Minekey is another online behavioral targeting company enjoying a boom of interest in such wares, because it makes it easier for publishers to push content more efficiently to visitors.

The Sunnyvale, Calif. company is already helping sites to grow traffic — but it also raises questions about privacy.

The company is not new, but we haven’t mentioned it before. Today, it has introduced improvements to its widget that publishers can embed in their sites. The widgets provide information to users that it finds relevant to them based on their past surfing habits.

It uses a cookie to record individual user’s browsing behavior on sites using its widget.

Like Aggregate Knowledge and other competitors, Minekey also analyzes the collective behavior of visitors to all web sites using its widget in order to discover trends in tastes. It pairs this personal and aggregated information with the content on the page a user is on to predict what a user will be most interested in.

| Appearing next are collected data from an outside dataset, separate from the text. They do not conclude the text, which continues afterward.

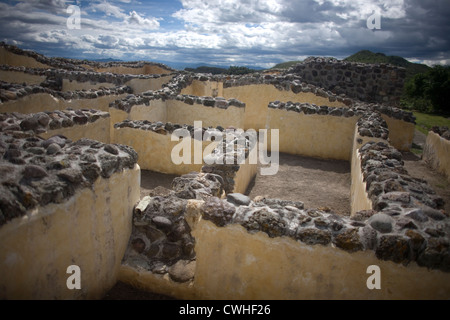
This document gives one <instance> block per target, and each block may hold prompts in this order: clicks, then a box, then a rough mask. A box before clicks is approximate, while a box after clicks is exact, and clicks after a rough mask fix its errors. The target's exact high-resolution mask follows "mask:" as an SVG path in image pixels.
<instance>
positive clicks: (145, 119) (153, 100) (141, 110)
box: [128, 99, 170, 122]
mask: <svg viewBox="0 0 450 320" xmlns="http://www.w3.org/2000/svg"><path fill="white" fill-rule="evenodd" d="M128 119H130V120H148V121H152V122H157V121H161V122H167V121H170V120H168V117H167V101H163V100H161V99H160V100H151V101H150V104H149V105H148V106H146V105H135V106H133V107H132V108H131V110H130V114H129V116H128Z"/></svg>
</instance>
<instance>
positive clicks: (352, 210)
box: [350, 127, 386, 215]
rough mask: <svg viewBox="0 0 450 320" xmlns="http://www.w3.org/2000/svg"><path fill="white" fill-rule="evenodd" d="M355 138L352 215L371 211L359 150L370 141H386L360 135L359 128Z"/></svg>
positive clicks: (352, 161)
mask: <svg viewBox="0 0 450 320" xmlns="http://www.w3.org/2000/svg"><path fill="white" fill-rule="evenodd" d="M353 136H354V138H353V147H352V159H351V179H352V183H351V187H350V210H351V213H350V214H351V215H354V214H355V213H356V212H358V211H361V210H371V209H372V201H371V200H370V199H369V196H368V194H367V191H366V182H365V181H364V177H363V174H362V170H361V157H360V156H359V149H360V148H361V147H362V146H363V145H364V144H366V143H367V142H369V141H374V142H384V143H386V141H385V140H383V139H380V138H373V137H363V136H360V135H359V134H358V128H357V127H355V133H354V135H353Z"/></svg>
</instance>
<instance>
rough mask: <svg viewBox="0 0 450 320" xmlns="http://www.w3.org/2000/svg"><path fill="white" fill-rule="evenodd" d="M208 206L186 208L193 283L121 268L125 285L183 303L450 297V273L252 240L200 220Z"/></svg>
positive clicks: (288, 245)
mask: <svg viewBox="0 0 450 320" xmlns="http://www.w3.org/2000/svg"><path fill="white" fill-rule="evenodd" d="M201 203H202V201H198V200H190V201H189V203H188V209H187V211H188V213H187V215H188V218H189V216H190V218H189V219H188V222H189V224H190V226H191V228H192V229H193V231H192V234H193V236H194V237H195V239H196V242H195V252H196V255H197V259H196V270H195V277H194V280H193V282H191V283H187V284H177V283H175V282H173V281H172V280H170V279H169V277H168V276H167V275H165V276H161V275H154V274H152V273H150V272H144V271H138V270H135V269H133V268H130V267H127V266H122V267H121V270H120V274H119V279H120V280H121V281H124V282H126V283H130V284H132V285H134V286H136V287H138V288H142V289H146V290H151V291H152V292H158V293H162V294H168V295H171V296H174V297H177V298H179V299H214V300H220V299H223V300H246V299H249V300H259V299H261V300H266V299H275V300H278V299H283V300H289V299H293V300H297V299H327V300H328V299H364V300H365V299H448V298H449V297H450V281H449V280H450V274H448V273H444V272H441V271H436V270H427V269H426V268H422V267H418V266H417V265H416V264H414V263H412V264H410V265H408V266H407V267H406V266H404V265H401V264H396V263H393V262H390V261H382V260H379V259H377V258H376V256H375V254H374V252H373V251H364V252H356V253H348V252H345V251H343V250H340V249H337V248H333V247H331V246H322V245H314V246H311V245H306V244H304V243H301V242H299V241H295V240H293V239H291V238H287V237H276V238H269V237H268V236H267V235H266V234H265V233H262V232H258V233H255V234H250V233H248V232H247V230H245V229H244V228H243V227H242V226H240V225H228V226H226V227H217V226H215V225H214V224H213V223H211V222H210V221H206V220H202V219H201V216H200V213H199V209H198V208H199V206H201ZM371 265H377V266H379V267H380V272H381V289H379V290H378V289H373V290H370V289H368V288H367V284H366V283H367V279H368V278H369V276H370V275H371V274H370V273H369V274H368V273H367V268H368V267H369V266H371Z"/></svg>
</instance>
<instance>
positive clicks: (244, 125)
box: [223, 84, 345, 130]
mask: <svg viewBox="0 0 450 320" xmlns="http://www.w3.org/2000/svg"><path fill="white" fill-rule="evenodd" d="M223 96H224V97H225V98H226V99H231V98H235V99H237V100H239V101H242V102H245V119H244V129H250V128H252V129H255V130H258V129H264V128H266V118H267V113H268V110H269V109H270V108H268V107H267V106H268V105H269V102H272V101H276V100H279V101H283V102H287V101H292V102H307V103H314V104H316V105H326V106H329V107H345V105H344V104H343V103H340V102H338V101H334V102H330V101H329V100H328V99H327V98H323V97H320V96H316V95H315V94H313V93H311V92H301V93H297V94H295V93H293V92H292V91H286V90H278V89H277V88H275V87H274V86H273V85H268V84H252V85H247V86H239V87H230V88H225V89H223Z"/></svg>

Web publishers can choose to only run articles from their own sites, or include RSS feeds from other sites they want to readers to see.

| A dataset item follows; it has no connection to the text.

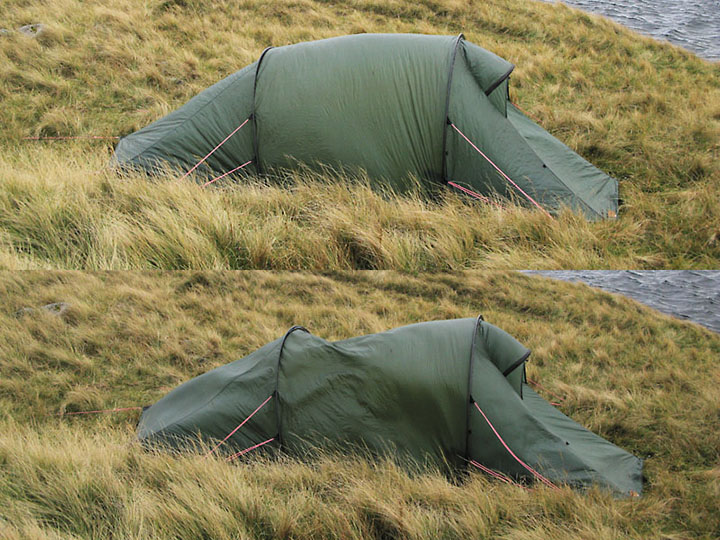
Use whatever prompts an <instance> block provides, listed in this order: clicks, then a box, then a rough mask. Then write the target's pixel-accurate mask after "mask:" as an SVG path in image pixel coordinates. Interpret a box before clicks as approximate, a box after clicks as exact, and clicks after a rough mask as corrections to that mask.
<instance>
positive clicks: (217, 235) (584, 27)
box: [0, 0, 720, 272]
mask: <svg viewBox="0 0 720 540" xmlns="http://www.w3.org/2000/svg"><path fill="white" fill-rule="evenodd" d="M3 7H4V10H3V12H4V13H3V14H4V18H3V23H2V24H3V26H4V27H6V28H9V29H15V28H17V27H19V26H21V25H24V24H28V23H34V22H42V23H44V24H46V25H47V30H46V31H45V32H44V33H42V34H40V35H39V36H38V37H37V38H29V37H27V36H23V35H21V34H19V33H17V32H11V33H10V34H7V35H0V102H1V103H2V107H0V126H2V128H3V129H2V130H1V131H0V268H10V269H20V268H76V269H126V268H133V269H149V268H163V269H183V268H192V269H226V268H256V269H257V268H267V269H276V270H277V269H322V270H342V269H394V270H404V271H409V272H424V271H438V270H439V271H449V270H458V269H468V268H518V267H523V268H712V267H717V263H718V261H719V260H720V230H719V229H718V223H720V187H719V186H720V159H719V158H720V136H719V135H720V65H719V64H717V63H716V64H713V63H710V62H707V61H703V60H701V59H698V58H697V57H695V56H693V55H692V54H691V53H688V52H685V51H683V50H681V49H679V48H677V47H673V46H671V45H669V44H667V43H657V42H655V41H653V40H651V39H649V38H646V37H642V36H639V35H638V34H635V33H632V32H631V31H629V30H626V29H623V28H622V27H620V26H619V25H617V24H614V23H612V22H610V21H608V20H604V19H601V18H599V17H596V16H591V15H587V14H584V13H582V12H580V11H577V10H574V9H571V8H568V7H566V6H564V5H562V4H552V5H551V4H545V3H540V2H526V1H523V0H508V1H505V0H503V1H500V0H492V1H488V2H464V1H453V0H436V1H431V0H425V1H421V2H416V1H410V0H393V1H390V2H377V1H374V0H355V1H350V2H345V3H337V2H328V1H318V0H296V1H293V2H279V1H274V2H272V1H271V2H266V1H253V0H245V1H243V2H239V3H227V2H220V1H212V2H205V1H203V2H199V1H196V0H162V1H161V0H146V1H139V0H119V1H115V0H113V1H112V2H111V1H109V0H98V1H96V2H93V3H92V5H91V6H88V5H87V4H86V3H82V2H79V0H58V1H57V2H53V3H52V4H51V5H49V4H38V3H27V2H23V1H20V0H7V1H6V2H5V3H4V6H3ZM358 32H421V33H431V34H457V33H459V32H464V33H465V35H466V37H467V38H468V39H469V40H470V41H472V42H475V43H477V44H479V45H481V46H484V47H486V48H488V49H490V50H492V51H494V52H496V53H497V54H499V55H501V56H503V57H505V58H507V59H508V60H510V61H512V62H513V63H515V64H516V65H517V69H516V71H515V72H514V74H513V77H512V81H511V97H512V99H513V101H515V102H517V103H518V104H519V105H520V106H521V107H522V108H523V109H525V110H527V111H528V112H529V113H530V114H531V115H532V116H534V117H536V118H537V119H538V120H539V122H540V123H541V124H542V125H543V126H544V127H546V128H547V129H548V130H549V131H551V132H552V133H553V134H554V135H556V136H557V137H558V138H560V139H561V140H563V141H564V142H565V143H566V144H568V145H569V146H570V147H572V148H573V149H575V150H576V151H578V152H579V153H580V154H581V155H583V156H585V157H586V158H587V159H589V160H590V161H592V162H593V163H595V164H596V165H597V166H599V167H600V168H602V169H603V170H605V171H606V172H608V173H609V174H611V175H613V176H615V177H616V178H618V179H619V181H620V193H621V197H622V199H623V201H624V205H623V207H622V209H621V212H620V218H619V219H618V220H616V221H607V222H600V223H587V222H586V221H585V220H584V219H582V218H580V217H579V216H575V215H573V214H571V213H565V214H562V215H560V216H559V217H558V219H556V220H554V221H550V220H548V219H546V218H544V217H543V216H542V215H538V213H537V212H532V211H529V210H523V209H511V210H508V211H498V210H497V209H494V208H487V207H484V206H482V205H479V204H475V203H473V202H472V201H468V200H464V199H462V198H460V197H458V196H456V195H455V194H447V195H446V196H445V197H441V198H439V199H433V200H430V201H428V200H427V199H426V198H424V197H423V196H422V195H421V194H416V195H411V196H410V197H404V196H403V197H401V196H397V195H393V194H390V193H377V192H374V191H372V190H370V189H368V185H367V182H366V181H364V180H363V179H362V178H360V179H359V180H357V179H356V180H357V181H348V179H346V178H343V177H339V178H338V177H337V176H334V175H333V174H331V173H328V174H325V175H319V176H318V175H313V174H310V173H306V172H305V173H303V172H301V173H296V174H290V175H289V178H288V179H286V180H287V182H284V183H289V185H290V186H291V188H290V189H287V188H286V187H282V186H279V185H277V184H273V183H268V182H266V181H263V180H260V179H251V180H250V181H249V182H243V183H241V184H235V185H233V184H231V183H226V184H224V185H222V186H218V187H217V188H215V189H212V188H210V189H204V190H203V189H201V188H200V187H198V186H196V185H194V184H190V183H184V182H180V183H178V182H176V180H175V178H174V177H172V176H168V177H163V178H159V179H157V180H156V181H148V180H147V179H146V178H143V177H140V176H136V177H131V178H128V179H121V178H118V177H115V176H114V175H112V174H111V173H109V172H108V171H106V170H105V165H106V163H107V159H108V157H109V152H108V151H109V150H110V148H109V146H108V145H107V143H106V142H103V141H94V142H88V141H83V140H80V141H70V142H59V141H58V142H35V141H28V140H24V139H23V137H27V136H57V135H62V136H65V135H100V136H102V135H125V134H128V133H131V132H133V131H134V130H136V129H139V128H140V127H143V126H145V125H146V124H148V123H150V122H151V121H153V120H154V119H156V118H159V117H161V116H162V115H164V114H166V113H168V112H169V111H171V110H173V109H175V108H176V107H178V106H180V105H181V104H183V103H184V102H185V101H187V100H188V99H189V98H190V97H191V96H193V95H195V94H197V93H198V92H200V91H201V90H202V89H204V88H206V87H207V86H209V85H210V84H212V83H214V82H216V81H217V80H219V79H221V78H222V77H224V76H226V75H228V74H230V73H232V72H234V71H235V70H237V69H239V68H241V67H242V66H244V65H246V64H248V63H250V62H252V61H254V60H255V59H256V58H257V57H258V56H259V54H260V52H261V51H262V49H263V48H265V47H266V46H268V45H284V44H288V43H295V42H298V41H302V40H310V39H320V38H325V37H331V36H336V35H342V34H347V33H358Z"/></svg>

The company has been reporting the widget has increased net clickthrough rates to relevant articles by around ten percent on average for over 1000 sites already using the service.

The improvements are focused on making Minekey friendlier to publishers. It is minimizing its branding on the widget, letting publishers choose a wider range of colors so as to match existing sites’ themes, and rolling out improvements to the traffic-analysis information it provides.

Aggregate Knowledge and Wunderloop (coverage of both here) also help companies advertise products more effectively on sites — as does Loomia.

Behavioral targeting is controversial because users are often tracked without their explicit knowledge or consent. Many companies use cookies to track individual behavior, chief executive Delip Andra points out. Minekey lets users edit their “history,” or list of visited article pages, to monitor what Minekey knows, and to improve their recommendations — similar to Google’s web history. However, Google is increasingly under fire these days for not respecting its users’ privacy and is openly shying away from behavioral targeting for advertising.

Minekey has raised $3 million from New Enterprise Associates.